Он сидел, и мечты все более и более отвлекали Князя от тревожных мыслей, и, наконец, сон одолел Тиодольфа; витязь, великий среди Вольфингов, принялся кивать носом как старый кметь, пригревшийся в теплом уголке у печи, а потом уснул, погружаясь в мечты, сразу преобразившиеся, являя свою нелепость и пустоту.
Вскоре он, вздрогнув, проснулся: вокруг царила ночь, ветер совершенно утих, а все голоса умолкли – если не считать пения ручейка, и время от времени нарушавших тишину ночных дозоров.

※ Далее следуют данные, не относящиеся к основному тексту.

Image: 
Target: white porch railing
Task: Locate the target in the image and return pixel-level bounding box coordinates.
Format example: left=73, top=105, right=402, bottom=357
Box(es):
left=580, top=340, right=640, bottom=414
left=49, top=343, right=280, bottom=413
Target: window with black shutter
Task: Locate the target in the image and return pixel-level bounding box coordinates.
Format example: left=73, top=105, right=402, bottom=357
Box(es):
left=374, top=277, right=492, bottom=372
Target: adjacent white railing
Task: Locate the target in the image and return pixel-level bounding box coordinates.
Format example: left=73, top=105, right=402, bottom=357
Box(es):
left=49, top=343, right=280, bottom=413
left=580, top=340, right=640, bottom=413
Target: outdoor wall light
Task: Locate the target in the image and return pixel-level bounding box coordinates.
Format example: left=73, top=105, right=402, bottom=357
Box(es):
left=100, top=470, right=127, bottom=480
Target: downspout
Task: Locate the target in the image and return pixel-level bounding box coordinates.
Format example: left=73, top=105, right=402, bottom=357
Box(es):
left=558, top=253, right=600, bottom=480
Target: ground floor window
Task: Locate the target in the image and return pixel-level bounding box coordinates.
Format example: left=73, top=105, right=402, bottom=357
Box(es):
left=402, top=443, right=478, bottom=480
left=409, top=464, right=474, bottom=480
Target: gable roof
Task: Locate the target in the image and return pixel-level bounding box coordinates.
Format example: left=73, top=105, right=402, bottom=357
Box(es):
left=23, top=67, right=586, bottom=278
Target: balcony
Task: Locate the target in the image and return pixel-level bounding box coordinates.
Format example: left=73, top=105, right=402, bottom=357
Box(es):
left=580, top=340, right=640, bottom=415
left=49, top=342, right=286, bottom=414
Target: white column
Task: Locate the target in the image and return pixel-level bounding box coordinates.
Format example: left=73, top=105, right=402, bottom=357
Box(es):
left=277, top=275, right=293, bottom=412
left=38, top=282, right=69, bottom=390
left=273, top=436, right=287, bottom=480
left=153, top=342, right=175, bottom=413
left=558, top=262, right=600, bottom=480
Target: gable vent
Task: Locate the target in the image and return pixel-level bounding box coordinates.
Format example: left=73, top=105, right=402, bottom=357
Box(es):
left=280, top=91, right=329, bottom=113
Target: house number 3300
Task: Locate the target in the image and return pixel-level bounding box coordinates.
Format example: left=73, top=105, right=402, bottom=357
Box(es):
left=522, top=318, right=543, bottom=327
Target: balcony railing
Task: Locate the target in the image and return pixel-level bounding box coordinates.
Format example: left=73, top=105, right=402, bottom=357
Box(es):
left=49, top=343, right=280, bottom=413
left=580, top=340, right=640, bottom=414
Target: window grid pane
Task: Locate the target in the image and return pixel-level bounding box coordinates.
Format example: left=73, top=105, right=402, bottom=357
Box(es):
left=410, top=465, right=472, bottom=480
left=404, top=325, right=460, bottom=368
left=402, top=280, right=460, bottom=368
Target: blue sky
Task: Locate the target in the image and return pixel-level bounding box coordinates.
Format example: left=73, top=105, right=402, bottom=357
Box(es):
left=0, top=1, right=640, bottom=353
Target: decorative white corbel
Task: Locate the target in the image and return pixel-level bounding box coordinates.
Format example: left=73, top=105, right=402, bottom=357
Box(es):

Высоко стояла яркая луна, и лучи ее играли на мелкой ряби запруды – уже переполнившейся и перетекавшей через плотину. Тогда Тиодольф поднялся с камня, снял все доспехи, оставив Ратный Плуг рядом с ними в траве, потому что решил омыться. Однако сон еще владел им, и пока Тиодольф раздумывал, окрепнувшим напором ручей отворотил первую глыбу дерна, потом другую, стронув с места пару-тройку камней; вода хлынула вниз, в долинку, на минуту-другую заполнив целиком все русло ручья. Негромко усмехнувшись, он не стал расстегивать нижнюю рубаху, но улегся возле камня на траву и сразу уснул.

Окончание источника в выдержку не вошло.